The West Australian government has taken the first steps in a massive program of work to transition the public service from an owner-operated IT model to a consumption-based approach, in an attempt to restore the fortunes of the state’s long-suffering technology environment.

Several years of criticism by the auditor-general for its IT management prompted the state government in September to give WA IT a shot in the arm by hiring its first-ever whole-of-government chief information officer.
The inaugural appointee, Giles Nunis, has been tasked with ensuring the state’s $1 billion annual IT expenditure respresents value for money and reduces the state's risk profile.
Nunis and his team are currently working on WA’s first whole-of-government IT strategy ahead of its scheduled release early next year, with a focus on cost savings and efficiencies.
The government wants to recoup $110 million of IT expenditure over the next four years.
It is starting with infrastructure, this week releasing the first tender in the GCIO-led overhaul to unshackle the state from its IT infrastructure.
It is expected to formally introduce a consumption-based model for IT procurement in late 2016, however specific details of its policy are unlikely to be revealed until the government releases its official IT strategy.
Nunis and his team want to sign up partners to a five-year head agreement across whole-of-government that will cover compute, storage, and a unified communications network-as-a-service.
The agreement will cover data centre co-location, private and public cloud, and a state-wide communications network connecting all public sector sites.
The government expects to sign the agreement before July next year. The deal will have a five-year extension option, and will be managed by a yet-to-be-established government service brokerage unit.
Rising from the ashes
At the moment, individual agencies each have their own independent arrangements for buying and operating IT.
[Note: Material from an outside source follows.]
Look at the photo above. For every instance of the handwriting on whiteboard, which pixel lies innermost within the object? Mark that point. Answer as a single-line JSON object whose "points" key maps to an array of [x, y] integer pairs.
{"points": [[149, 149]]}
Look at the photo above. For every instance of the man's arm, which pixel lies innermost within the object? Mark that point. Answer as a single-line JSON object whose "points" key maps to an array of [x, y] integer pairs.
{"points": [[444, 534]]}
This has led to the duplication of infrastructure - a lot of which isn’t used, according to the WA GCIO’s office.
Agencies generally own and run their own computer rooms or data centres, incurring both capital and operational costs.
While internet connectivity is provided for around 74 agencies by state service provider ServiceNet, other agencies have their own arrangements with suppliers.
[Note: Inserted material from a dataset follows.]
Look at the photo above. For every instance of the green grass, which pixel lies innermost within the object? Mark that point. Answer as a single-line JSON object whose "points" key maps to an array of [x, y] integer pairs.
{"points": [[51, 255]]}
Similarly, the government campus network provides voice and data to a handful of agencies physically located near the network, but again, most departments sort out communications with carriers on their own.
This means the government spends around $18 million each year on phone calls - a lot of which are to and from colleagues in the public sector.
The WA government admits there is a lot of waste in its current approach to IT.
Enter the GovNext-ICT program.
The project is intended to leverage the private sector’s ability to provide flexible cloud-based compute, network and storage infrastructure services that match demand with capacity.
It has the support of the state cabinet, and it is expected that most WA agencies will transition to the head agreement after it is signed.
The founding pillars of the effort are to provide:
- “Efficient, scalable, reliable, agile and interoperable” infrastructure and communications services
- The foundation for innovative IT solutions for government service delivery
- Transparency of costs and operations, and
- A coordinated approach to the use and procurement of IT.
Under the program, more than 60 data centres and 450 racks will be consolidated down to a “small number” of geographically distributed facilities with redundant, high-speed connections.
More than 18,000 virtual servers will be migrated into a pay-as-you-go multi-tenanted private cloud capability dubbed GovCloud, which will also offer “seamless public cloud integration”.
And the new state-wide GovNet will serve as the single virtual network for the public sector, consolidating the use of voice, data and unified communications into a consumption-based service model.
At least nine departments that make up over 80 percent of annual government IT spending have already committed to the transformation, specifically Health, Education, Finance, Transport, Main Roads, the Public Transport Authority, Attorney-General, Corrective Services and WA Police.
Paving the way
“Whenever I talk to directors general and chief executives in government about starting an IT project, the first thing they say is ‘I need money for new servers’ or ‘I need to extend the network’. They haven’t even started the project yet," GCIO Giles Nunis told iTnews in October.
Taking away the infrastructure question would mean departments are no longer stuck simply keeping the lights on.
“At the end of the day I am really interested in trying to take away that pain of infrastructure that really constrains the ability of government to deliver services in a better way.
“If I take that away we can focus on the type of innovation we want to see in terms of how we transact with the community and cooperate across departments.”
It’s this mindset he’s hoping to instil in CIOs across the public sector.
Nunis' plan - once the infrastructure overhaul is complete - is to take his transformation efforts to the digital arena.
"It would be great if we had enough analytics and information in government that we could make decisions based on good cross-government data served up to our ministers and cabinet so they can decide on the next bit of major infrastructure we need to put in place, whether that is roads, trains or hospitals.
“One of the areas we are looking at is ways to manage identity and how we validate those going forward … part of taking that complexity out of transacting with government is not having to go to multiple places to do the same thing multiple times," he said.